【インド名作映画週間その2】『Amar Akbar Anthony』『Deewaar』

■固い絆で結ばれた、俺たちインドの3兄弟!〜映画『Amar Akbar Anthony』

Amar Akbar Anthony (監督:マンモーハン・デサイ 1977年インド映画)


悪党のたくらみにより一家離散してしまった父母、そして3人の兄弟が時を経て再び巡り合い、最後に3兄弟が悪党を成敗しに行く、という痛快娯楽作です。そしてこの3兄弟の名前となるのがタイトルのアマル(ヴィノード・カンナー)、アクバル(リシ・カプール)、アントニー(アミターブ・バッチャン)、固い絆で結ばれた俺たちインドの3兄弟!というわけなんですな。ちなみにそれぞれの名前はヒンドゥー教徒イスラム教徒、キリスト教徒のものだということらしい。3つの宗教が合体しているわけですからこれが強力じゃないわけがありません。
離散した家族はまず父ちゃんが行方不明、母ちゃんが失明、3兄弟は物心付く前に引き離され成長したお互いの顔が分からない、という設定になっていて、彼らが知らず知らずに出会いお互いの素性を知ることになる、というのがこの物語のミソなんですが、なんだか全員もとから近所に住んでいたようにしか見えなくて、それが今になって初めて「あなたは僕のお母さん!」「あんたは俺の兄弟!」とかやりあっているのがなんだかちょっと可笑しかったりします。そもそも悲惨な運命から始まる物語なのに、中盤は3兄弟のヤンチャぶりやら恋愛模様やらがこれでもかと描かれ、それぞれの個性を印象付けるんですが、あんまり脱線しすぎるので「お前ら悪党への復讐忘れてないか…」と若干不安になるのも確かです。
そしてやっと後半、彼ら家族を不幸に追いやった悪党を特定し、鬼ヶ島に向かう猿と犬と雉の如く悪党の住処へと乗り込む3人なんですが(ちょっと待て桃太郎はどこだ)、この時も変な変装して登場し、「ア〜マ〜ルアクバ〜ルアントニ〜」という耳について離れない主題歌と共に歌ったり踊ったりしつつ暴れるものですからもう訳が分かりません。
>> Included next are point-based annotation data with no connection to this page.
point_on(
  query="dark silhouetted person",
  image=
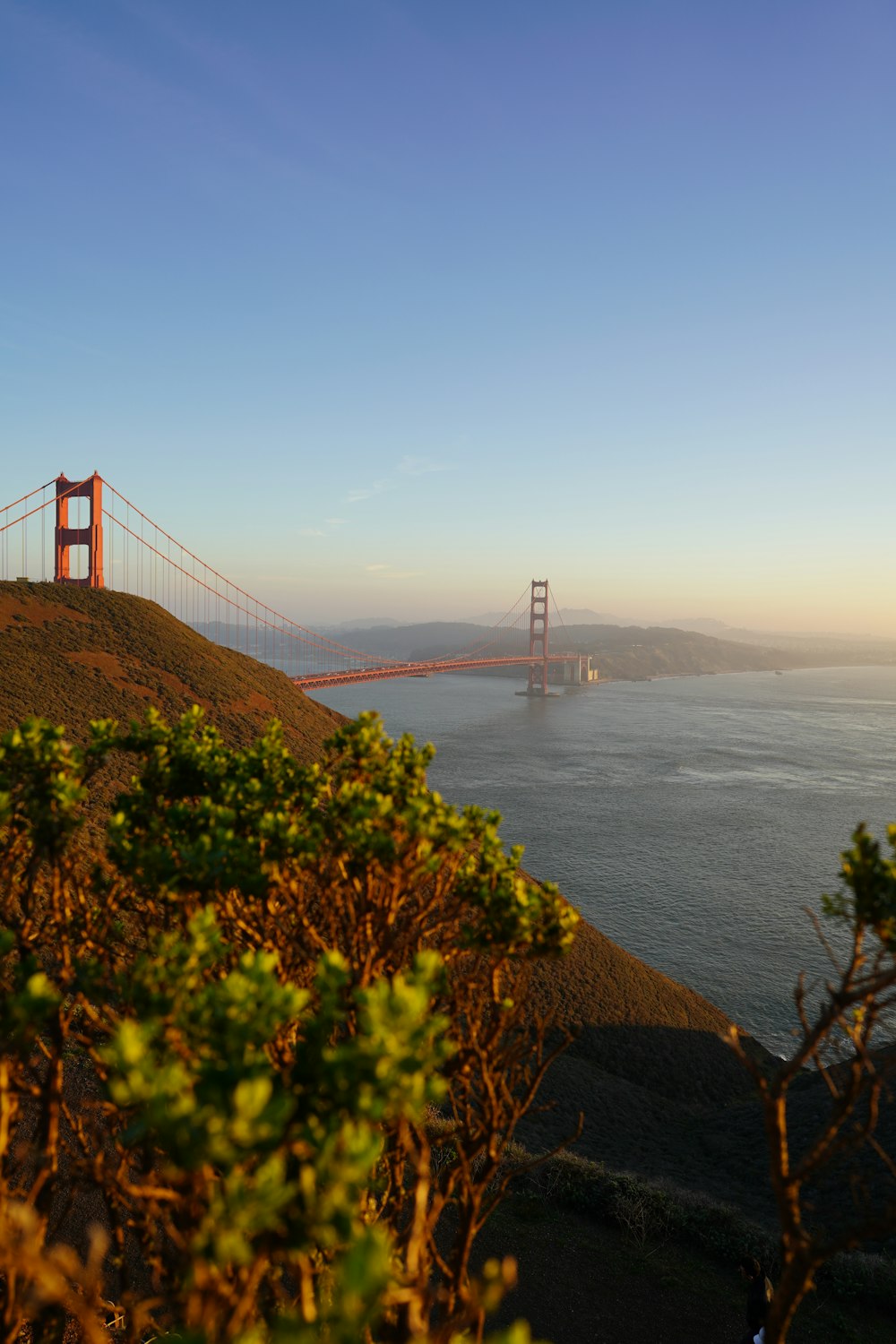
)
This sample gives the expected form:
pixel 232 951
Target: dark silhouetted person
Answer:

こんな具合に親の愛、兄弟愛、勧善懲悪とインド映画らしいテーマが散りばめられた傑作でした。それにしても↑に挙げたポスター画像、なんかポッカコーヒーっぽくない?(特にアミターブ!)

■善と悪の道に分かれた俺たちインドの2兄弟!〜映画『Deewaar』

Deewaar (監督:ヤシュ・チョプラ 1975年インド映画)


『Amar Akbar Anthony』が固い絆で結ばれたインド3兄弟を描いた物語だとすると、この『Deewaar』は善と悪という別の道を歩んでしまったインド2兄弟の物語となります。二人の兄弟の名はビジャイ(アミターブ・バッチャン)とラビ(シャシ・カプール)。労働組合長だった二人の父は、会社に脅され従業員に不利な条件を呑んでしまったことに呵責を覚え失踪、二人は極貧の中、母に守られ成長してゆきますが、ビジャイは黒社会に足を踏み入れ、ラビは警察官へと、全く違う人生を歩んでしまうんです。
しかしビジャイが悪の道に入ったのは、父を脅した資本家と、父に汚名を着せて攻め立て、さらにその息子である彼に「泥棒の息子」という入れ墨を彫った愚か者たちへの怒り、即ち汚れきった社会への怒りからだったんですね。さらに金を儲けて苦労し通しだった母へ良い暮らしをさせたい、という愛情からでもありました。二人の兄弟が善と悪に分かれて対立するというシナリオはハリウッド映画や韓国映画でもありそうなものですが、この『Deewaar』が一味違うのは、二人の間に「母」という強烈な情緒の中心が存在しているという部分です。
ビジャイがマフィアの一員と知った母親はなんとかしてビジャイに足を洗わせようとし、ラビにはビジャイを逮捕しないように働きかけるのです。設定だけ取り上げるとハードでダークな物語となってしまう所を、この「母の愛」により、物語は非常にエモーショナルなうねりを生んでゆきます。この作品もまた、母の愛、兄弟の愛を中心に描いた、インド映画の王道的なテーマを持つ作品だということが出来るでしょう。そしてなにしろ、マフィアとして生きるアミターブのアクション・シーンが格好いいんですね。またこの作品は1981年にラジニカーント主演で『Thee』というタイトルでリメイクされています。2004年にはアミターブ・バッチャン主演で同じ『Deewaar』というタイトルの映画が製作されていますが、こちらの内容は別物です。